In 2017, I want to track my spending.
When I was digging out of debt a decade ago, I made it a habit to track every penny that I earned and spent. This was one of the keys to changing my relationship with money. By logging every expense, I was able to discover where my money really went (as opposed to where I thought it was going). This allowed me to make changes to my life that led to financial independence.
Today, I’m financially independent. I have enough saved and invested that I should be able to support my current lifestyle indefinitely. Based on numbers from my favorite online retirement calculators, my nest egg will support spending of around $4000 per month for the next forty years. I’m under the impression that I spend about $36,000 per year (or $3000 per month), so I should be safe.
But do I really spend $3000 per month? And even if my spending is that low, are there places I could cut back? Am I wasting money on anything? Are there steps I could take to spend more efficiently? That’s what I aim to discover by tracking my spending this year.

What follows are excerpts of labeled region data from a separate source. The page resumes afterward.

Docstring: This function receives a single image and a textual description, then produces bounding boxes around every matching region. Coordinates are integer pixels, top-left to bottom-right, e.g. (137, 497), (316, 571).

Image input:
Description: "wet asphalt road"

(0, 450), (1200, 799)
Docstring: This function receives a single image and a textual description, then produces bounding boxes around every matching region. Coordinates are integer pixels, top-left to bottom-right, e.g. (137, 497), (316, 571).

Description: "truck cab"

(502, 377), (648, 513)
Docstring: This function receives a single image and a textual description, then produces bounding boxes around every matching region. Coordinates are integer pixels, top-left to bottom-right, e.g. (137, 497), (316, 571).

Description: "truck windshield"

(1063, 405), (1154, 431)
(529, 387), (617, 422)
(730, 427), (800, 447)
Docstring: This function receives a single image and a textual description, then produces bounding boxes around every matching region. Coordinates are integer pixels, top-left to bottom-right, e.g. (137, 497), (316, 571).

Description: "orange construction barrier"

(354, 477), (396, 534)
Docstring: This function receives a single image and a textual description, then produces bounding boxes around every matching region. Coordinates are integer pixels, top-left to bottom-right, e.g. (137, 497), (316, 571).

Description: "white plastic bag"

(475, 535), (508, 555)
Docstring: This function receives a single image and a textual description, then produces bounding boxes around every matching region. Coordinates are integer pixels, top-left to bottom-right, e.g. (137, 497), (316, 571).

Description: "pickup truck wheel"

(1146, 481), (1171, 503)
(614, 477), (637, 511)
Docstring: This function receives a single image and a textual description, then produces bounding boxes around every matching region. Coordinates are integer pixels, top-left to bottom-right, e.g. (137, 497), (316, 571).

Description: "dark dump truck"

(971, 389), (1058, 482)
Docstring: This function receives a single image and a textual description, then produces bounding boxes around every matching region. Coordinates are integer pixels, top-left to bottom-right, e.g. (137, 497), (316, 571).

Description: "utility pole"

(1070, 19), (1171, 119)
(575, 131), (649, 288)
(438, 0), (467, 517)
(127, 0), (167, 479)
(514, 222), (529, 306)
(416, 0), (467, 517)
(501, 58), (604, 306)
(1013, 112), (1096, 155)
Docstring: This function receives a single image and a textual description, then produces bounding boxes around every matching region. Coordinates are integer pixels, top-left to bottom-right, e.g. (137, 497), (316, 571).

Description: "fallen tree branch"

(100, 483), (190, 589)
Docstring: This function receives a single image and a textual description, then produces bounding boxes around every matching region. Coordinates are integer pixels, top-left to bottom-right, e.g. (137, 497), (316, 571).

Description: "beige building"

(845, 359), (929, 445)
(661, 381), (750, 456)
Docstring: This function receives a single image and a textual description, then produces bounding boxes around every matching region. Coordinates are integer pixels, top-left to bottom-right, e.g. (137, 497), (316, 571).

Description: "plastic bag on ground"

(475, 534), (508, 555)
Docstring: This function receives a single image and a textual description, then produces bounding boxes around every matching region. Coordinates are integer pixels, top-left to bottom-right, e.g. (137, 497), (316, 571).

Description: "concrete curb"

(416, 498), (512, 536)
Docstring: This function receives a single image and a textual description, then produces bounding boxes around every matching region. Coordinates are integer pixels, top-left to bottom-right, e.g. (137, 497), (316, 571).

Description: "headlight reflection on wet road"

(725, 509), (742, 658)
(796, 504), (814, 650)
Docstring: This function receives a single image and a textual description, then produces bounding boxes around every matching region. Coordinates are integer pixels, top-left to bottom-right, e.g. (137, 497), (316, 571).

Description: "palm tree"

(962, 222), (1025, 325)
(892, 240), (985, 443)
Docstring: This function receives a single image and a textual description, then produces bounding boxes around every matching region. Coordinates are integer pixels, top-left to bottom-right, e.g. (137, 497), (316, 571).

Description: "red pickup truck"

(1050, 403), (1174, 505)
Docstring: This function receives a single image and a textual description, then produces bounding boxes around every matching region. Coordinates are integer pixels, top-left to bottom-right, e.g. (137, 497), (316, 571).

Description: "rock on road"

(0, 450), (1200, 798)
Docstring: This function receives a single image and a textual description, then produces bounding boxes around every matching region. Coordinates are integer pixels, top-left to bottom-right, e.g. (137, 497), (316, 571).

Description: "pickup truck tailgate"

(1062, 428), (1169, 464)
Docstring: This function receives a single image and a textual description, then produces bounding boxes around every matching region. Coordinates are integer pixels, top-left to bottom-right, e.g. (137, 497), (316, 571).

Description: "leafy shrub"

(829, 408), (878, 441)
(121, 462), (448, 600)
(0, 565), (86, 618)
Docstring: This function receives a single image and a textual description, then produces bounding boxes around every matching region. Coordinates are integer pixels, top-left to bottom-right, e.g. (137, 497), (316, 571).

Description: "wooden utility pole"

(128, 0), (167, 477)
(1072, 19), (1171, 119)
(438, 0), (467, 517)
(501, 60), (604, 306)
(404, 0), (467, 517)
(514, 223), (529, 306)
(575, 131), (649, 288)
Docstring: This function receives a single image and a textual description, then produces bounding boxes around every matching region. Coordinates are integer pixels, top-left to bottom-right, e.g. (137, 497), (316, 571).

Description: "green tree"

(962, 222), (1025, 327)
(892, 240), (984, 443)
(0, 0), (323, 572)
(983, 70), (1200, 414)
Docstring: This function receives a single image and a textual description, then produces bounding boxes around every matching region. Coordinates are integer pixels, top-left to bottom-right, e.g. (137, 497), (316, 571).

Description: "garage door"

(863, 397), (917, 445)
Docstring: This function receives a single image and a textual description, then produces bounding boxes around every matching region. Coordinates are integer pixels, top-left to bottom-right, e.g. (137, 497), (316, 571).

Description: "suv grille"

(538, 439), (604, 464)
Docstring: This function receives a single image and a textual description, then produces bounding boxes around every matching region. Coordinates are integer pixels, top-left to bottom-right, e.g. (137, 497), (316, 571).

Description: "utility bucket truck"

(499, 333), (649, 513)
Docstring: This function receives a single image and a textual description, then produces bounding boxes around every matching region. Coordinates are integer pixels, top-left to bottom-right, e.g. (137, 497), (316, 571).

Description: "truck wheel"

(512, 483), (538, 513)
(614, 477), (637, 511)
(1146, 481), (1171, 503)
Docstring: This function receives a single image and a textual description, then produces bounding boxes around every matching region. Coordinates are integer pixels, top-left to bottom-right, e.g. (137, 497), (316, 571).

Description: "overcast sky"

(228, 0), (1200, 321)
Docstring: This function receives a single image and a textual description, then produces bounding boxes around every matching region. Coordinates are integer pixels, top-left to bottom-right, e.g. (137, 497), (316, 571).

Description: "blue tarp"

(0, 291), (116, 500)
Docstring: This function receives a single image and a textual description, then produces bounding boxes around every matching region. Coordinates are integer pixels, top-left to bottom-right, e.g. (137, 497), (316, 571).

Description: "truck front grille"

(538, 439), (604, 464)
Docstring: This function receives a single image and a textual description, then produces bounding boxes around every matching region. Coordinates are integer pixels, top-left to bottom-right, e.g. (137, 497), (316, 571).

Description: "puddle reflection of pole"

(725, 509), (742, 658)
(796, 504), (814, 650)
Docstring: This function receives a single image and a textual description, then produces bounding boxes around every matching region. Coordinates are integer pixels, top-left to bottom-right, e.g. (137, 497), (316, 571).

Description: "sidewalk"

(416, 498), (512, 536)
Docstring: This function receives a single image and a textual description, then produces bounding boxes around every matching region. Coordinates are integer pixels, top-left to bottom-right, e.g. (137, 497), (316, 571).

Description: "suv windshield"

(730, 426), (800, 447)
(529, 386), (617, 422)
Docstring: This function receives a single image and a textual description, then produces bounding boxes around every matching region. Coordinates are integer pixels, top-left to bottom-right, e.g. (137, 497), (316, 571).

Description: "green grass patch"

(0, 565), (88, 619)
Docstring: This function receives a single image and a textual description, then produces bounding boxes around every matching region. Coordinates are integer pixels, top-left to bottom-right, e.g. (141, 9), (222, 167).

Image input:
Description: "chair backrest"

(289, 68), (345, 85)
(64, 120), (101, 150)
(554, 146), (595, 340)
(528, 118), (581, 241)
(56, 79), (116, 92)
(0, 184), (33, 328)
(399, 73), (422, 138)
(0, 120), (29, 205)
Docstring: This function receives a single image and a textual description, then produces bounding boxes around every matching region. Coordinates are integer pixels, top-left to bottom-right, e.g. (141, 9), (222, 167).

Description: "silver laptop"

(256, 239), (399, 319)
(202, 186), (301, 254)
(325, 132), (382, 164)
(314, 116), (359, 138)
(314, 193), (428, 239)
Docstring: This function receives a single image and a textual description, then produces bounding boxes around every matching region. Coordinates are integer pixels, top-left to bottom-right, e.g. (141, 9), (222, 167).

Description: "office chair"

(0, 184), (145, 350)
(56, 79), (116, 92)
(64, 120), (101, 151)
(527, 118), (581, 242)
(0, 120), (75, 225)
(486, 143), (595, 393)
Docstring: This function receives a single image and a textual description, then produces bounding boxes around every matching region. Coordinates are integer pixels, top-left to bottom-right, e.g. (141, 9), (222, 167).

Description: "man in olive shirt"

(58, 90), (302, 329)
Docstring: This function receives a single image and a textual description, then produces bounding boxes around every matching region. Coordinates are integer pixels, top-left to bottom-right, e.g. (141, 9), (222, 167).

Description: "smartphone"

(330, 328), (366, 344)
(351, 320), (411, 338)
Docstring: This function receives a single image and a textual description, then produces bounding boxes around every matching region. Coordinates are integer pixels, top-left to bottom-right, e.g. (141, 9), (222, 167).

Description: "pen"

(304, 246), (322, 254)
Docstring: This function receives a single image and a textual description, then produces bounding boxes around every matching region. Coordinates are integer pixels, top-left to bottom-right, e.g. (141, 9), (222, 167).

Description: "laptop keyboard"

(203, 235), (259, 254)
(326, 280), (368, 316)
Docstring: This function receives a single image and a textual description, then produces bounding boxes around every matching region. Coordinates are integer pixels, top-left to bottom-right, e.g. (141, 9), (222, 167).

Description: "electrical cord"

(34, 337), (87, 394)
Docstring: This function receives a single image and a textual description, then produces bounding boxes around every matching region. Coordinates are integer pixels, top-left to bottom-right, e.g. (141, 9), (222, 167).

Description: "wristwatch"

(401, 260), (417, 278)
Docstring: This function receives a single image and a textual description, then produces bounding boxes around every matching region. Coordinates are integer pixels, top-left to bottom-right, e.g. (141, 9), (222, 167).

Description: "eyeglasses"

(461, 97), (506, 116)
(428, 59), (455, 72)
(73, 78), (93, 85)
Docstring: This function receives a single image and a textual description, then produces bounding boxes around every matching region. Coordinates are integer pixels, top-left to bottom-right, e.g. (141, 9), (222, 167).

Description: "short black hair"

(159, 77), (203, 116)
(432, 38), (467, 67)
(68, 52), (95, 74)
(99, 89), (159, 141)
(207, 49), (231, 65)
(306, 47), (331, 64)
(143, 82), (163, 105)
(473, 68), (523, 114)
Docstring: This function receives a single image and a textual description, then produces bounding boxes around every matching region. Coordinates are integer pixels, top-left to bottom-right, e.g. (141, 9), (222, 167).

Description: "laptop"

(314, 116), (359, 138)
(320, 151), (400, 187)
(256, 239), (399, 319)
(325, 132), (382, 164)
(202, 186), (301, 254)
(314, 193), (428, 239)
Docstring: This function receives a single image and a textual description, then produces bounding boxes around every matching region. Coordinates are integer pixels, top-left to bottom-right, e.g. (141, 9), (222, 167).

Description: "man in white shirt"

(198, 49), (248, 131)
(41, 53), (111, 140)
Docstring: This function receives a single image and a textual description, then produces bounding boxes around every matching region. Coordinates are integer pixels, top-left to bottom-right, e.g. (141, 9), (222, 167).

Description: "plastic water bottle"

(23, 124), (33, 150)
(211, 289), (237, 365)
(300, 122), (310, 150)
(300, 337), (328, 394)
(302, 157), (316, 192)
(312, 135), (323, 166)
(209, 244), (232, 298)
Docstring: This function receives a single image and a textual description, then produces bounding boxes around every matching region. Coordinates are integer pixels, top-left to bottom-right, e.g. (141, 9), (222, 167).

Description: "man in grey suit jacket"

It might surprise you to learn (because it certainly surprised me!) that many Money Boss readers are eager to follow this project. In fact, I get more email about this subject than anything else right now. “When are you going to start tracking your spending? What tool are you going to use?” I didn’t realize there was so much interest in this or I would have done it long ago.
Before I can begin this project, I need to do two things:
- I need to establish a baseline. That is, I need to gather all of my account into one place and determine what my starting numbers are.
- I need to pick a tool (or two) to track my money. Do I return to my old friend Quicken? Or do I try one of the new-fangled smartphone apps?